When Children Disrupt the Sunday Service
He said to them, “Let the children come to me. Don’t stop them! For the Kingdom of God belongs to those who are like these children. I tell you the truth, anyone who doesn’t receive the Kingdom of God like a child will never enter it.”
I am new to this mainline church experience, this liturgy, this Book of Common Prayer. My children and I still gawk at the stained glass on Sunday mornings when the sun explodes on the other side of those angels and saints. I take the wafer every Sunday with a little bit of nervousness, a little bit of uncertainty. I still hold the cup like an egg that might break.
We have been at this wonderful place, St. James Episcopal Church, for almost a year now. And there’s always been something about it that I liked but couldn’t quite verbalize.
Until Holy Week.
On Maundy Thursday, we gathered in the chapel and washed each other’s feet. My five-year-old son washed the feet of my nine-month-old. He spilled a little too much water on to the floor. He took a little too much matza bread (an entire square, actually, bigger than his face).
On Friday, we walked the stations of the cross, and the children were invited to come up at the end and touch the wooden beams. Some of them giggled. Some of them stared. Their fingers were hesitant, curious.
On Sunday morning, the choir came in, their voices rising. Everything was majestic and holy and very professional. Then came a gaggle of children holding a homemade banner. They marched to the front, smiling and tripping over each other.
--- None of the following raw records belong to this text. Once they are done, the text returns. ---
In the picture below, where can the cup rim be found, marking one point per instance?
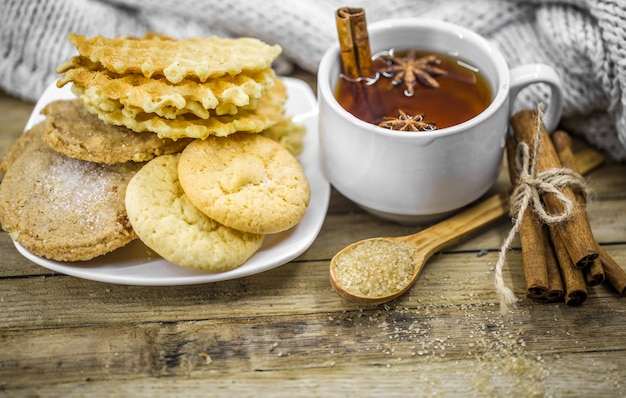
(497, 59)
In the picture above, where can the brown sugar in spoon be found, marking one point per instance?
(374, 271)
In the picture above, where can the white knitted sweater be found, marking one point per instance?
(585, 40)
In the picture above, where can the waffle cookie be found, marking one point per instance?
(200, 58)
(224, 95)
(268, 112)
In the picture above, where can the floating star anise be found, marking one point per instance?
(412, 70)
(405, 122)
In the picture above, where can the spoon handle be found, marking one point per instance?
(437, 236)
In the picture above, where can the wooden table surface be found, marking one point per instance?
(285, 332)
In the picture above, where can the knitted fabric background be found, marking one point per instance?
(584, 40)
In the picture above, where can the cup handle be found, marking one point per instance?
(524, 75)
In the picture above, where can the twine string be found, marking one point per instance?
(530, 186)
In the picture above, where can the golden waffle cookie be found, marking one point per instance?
(73, 131)
(167, 222)
(268, 112)
(62, 208)
(159, 96)
(200, 58)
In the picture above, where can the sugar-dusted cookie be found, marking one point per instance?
(62, 208)
(167, 222)
(246, 181)
(73, 131)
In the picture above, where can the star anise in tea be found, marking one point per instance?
(412, 70)
(406, 122)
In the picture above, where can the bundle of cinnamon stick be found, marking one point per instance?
(561, 259)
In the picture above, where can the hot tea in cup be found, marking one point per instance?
(418, 177)
(439, 88)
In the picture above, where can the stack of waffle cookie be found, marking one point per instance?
(177, 88)
(181, 143)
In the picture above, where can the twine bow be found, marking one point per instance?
(530, 186)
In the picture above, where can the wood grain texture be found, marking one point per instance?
(285, 333)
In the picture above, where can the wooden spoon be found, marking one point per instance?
(426, 242)
(434, 238)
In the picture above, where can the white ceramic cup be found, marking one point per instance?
(421, 177)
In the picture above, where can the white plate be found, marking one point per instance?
(135, 264)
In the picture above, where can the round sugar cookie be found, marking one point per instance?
(167, 222)
(62, 208)
(246, 181)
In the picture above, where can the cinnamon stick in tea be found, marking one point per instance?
(615, 275)
(575, 233)
(354, 46)
(594, 273)
(531, 237)
(356, 56)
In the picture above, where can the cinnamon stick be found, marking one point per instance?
(354, 47)
(594, 274)
(531, 238)
(573, 278)
(576, 235)
(615, 275)
(555, 291)
(356, 56)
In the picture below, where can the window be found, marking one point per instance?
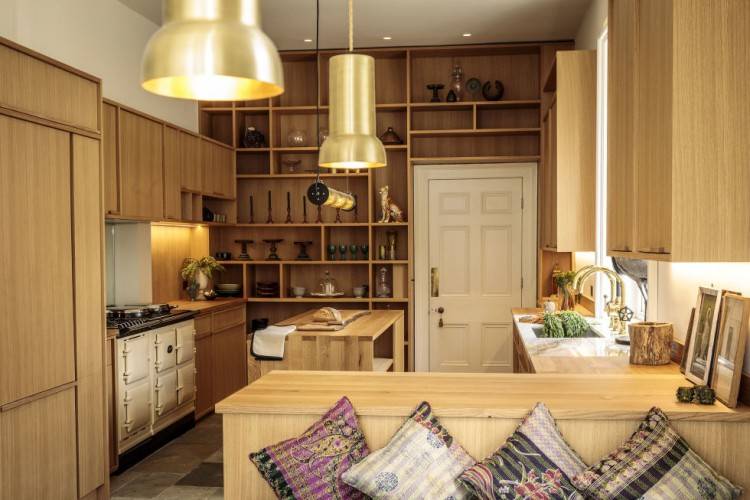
(632, 295)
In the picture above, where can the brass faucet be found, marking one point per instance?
(613, 306)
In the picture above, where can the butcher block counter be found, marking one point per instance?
(577, 355)
(373, 342)
(595, 414)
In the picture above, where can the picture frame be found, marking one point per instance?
(731, 339)
(700, 349)
(688, 336)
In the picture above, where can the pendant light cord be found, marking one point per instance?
(317, 81)
(351, 25)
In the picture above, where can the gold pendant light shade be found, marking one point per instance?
(212, 50)
(352, 143)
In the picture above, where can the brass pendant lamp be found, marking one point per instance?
(212, 50)
(352, 143)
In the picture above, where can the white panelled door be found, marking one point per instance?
(475, 254)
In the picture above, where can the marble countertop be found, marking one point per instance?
(579, 355)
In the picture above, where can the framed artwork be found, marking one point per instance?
(730, 348)
(701, 346)
(688, 335)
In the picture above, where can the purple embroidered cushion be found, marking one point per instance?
(310, 466)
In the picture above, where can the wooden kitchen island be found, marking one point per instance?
(594, 413)
(374, 342)
(578, 355)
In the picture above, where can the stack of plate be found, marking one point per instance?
(228, 289)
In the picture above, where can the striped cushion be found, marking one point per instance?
(535, 462)
(654, 463)
(421, 461)
(310, 466)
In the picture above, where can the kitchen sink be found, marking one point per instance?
(590, 333)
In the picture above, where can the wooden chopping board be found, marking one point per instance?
(347, 316)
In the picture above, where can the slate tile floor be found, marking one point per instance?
(189, 467)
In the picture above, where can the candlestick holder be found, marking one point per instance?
(243, 254)
(303, 250)
(272, 255)
(269, 220)
(288, 208)
(252, 210)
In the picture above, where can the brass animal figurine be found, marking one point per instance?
(391, 211)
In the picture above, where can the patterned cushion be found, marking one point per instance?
(310, 465)
(535, 462)
(655, 462)
(421, 461)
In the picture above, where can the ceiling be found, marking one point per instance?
(410, 22)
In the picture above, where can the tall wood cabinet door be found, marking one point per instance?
(225, 170)
(230, 361)
(36, 350)
(622, 73)
(172, 174)
(552, 179)
(204, 396)
(209, 185)
(190, 161)
(38, 449)
(89, 317)
(141, 166)
(653, 162)
(110, 159)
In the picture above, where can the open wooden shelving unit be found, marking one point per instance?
(433, 133)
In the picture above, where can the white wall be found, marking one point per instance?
(591, 25)
(101, 37)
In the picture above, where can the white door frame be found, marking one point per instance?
(422, 175)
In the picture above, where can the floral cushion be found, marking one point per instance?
(310, 466)
(422, 460)
(654, 463)
(535, 462)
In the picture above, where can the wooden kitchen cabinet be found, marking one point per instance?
(52, 394)
(172, 174)
(220, 356)
(217, 162)
(568, 187)
(141, 166)
(110, 159)
(191, 177)
(230, 361)
(678, 75)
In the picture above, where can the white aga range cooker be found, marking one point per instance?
(155, 369)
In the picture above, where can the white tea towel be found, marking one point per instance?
(269, 342)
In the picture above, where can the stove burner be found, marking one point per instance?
(130, 319)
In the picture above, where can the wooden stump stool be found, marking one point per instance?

After the service, there was an Easter egg hunt in the cemetery, and the children dove over tombstones, hopped up on top of the slabs. The trees were budding, and the sky was blue, and the air—the air! It was chilly and warm at the same time, and it was spring and hope and everything new.
It wasn’t until after Holy Week that I realized why I love my church so much.
It’s because of how children are welcomed.
After all, how will we know how to receive the kingdom of God like little children if our church experience has effectively removed them?
One day some parents brought their children to Jesus so he could touch and bless them. But the disciples scolded the parents for bothering him. When Jesus saw what was happening, he was angry with his disciples. He said to them, “Let the children come to me. Don’t stop them! For the Kingdom of God belongs to those who are like these children. I tell you the truth, anyone who doesn’t receive the Kingdom of God like a child will never enter it.” Then he took the children in his arms and placed his hands on their heads and blessed them.
QUESTIONS FOR FURTHER REFLECTION: What is your attitude towards the chaos sometimes created by children in a church service? How do you think Jesus would respond to a crying baby, an unruly toddler, or the “unprofessional” involvement of children in the service?
PRAYER: Lord, help us to value children as you did. Give us eyes to see how little children receive your Kingdom so that we may also receive it and enter into it. Amen.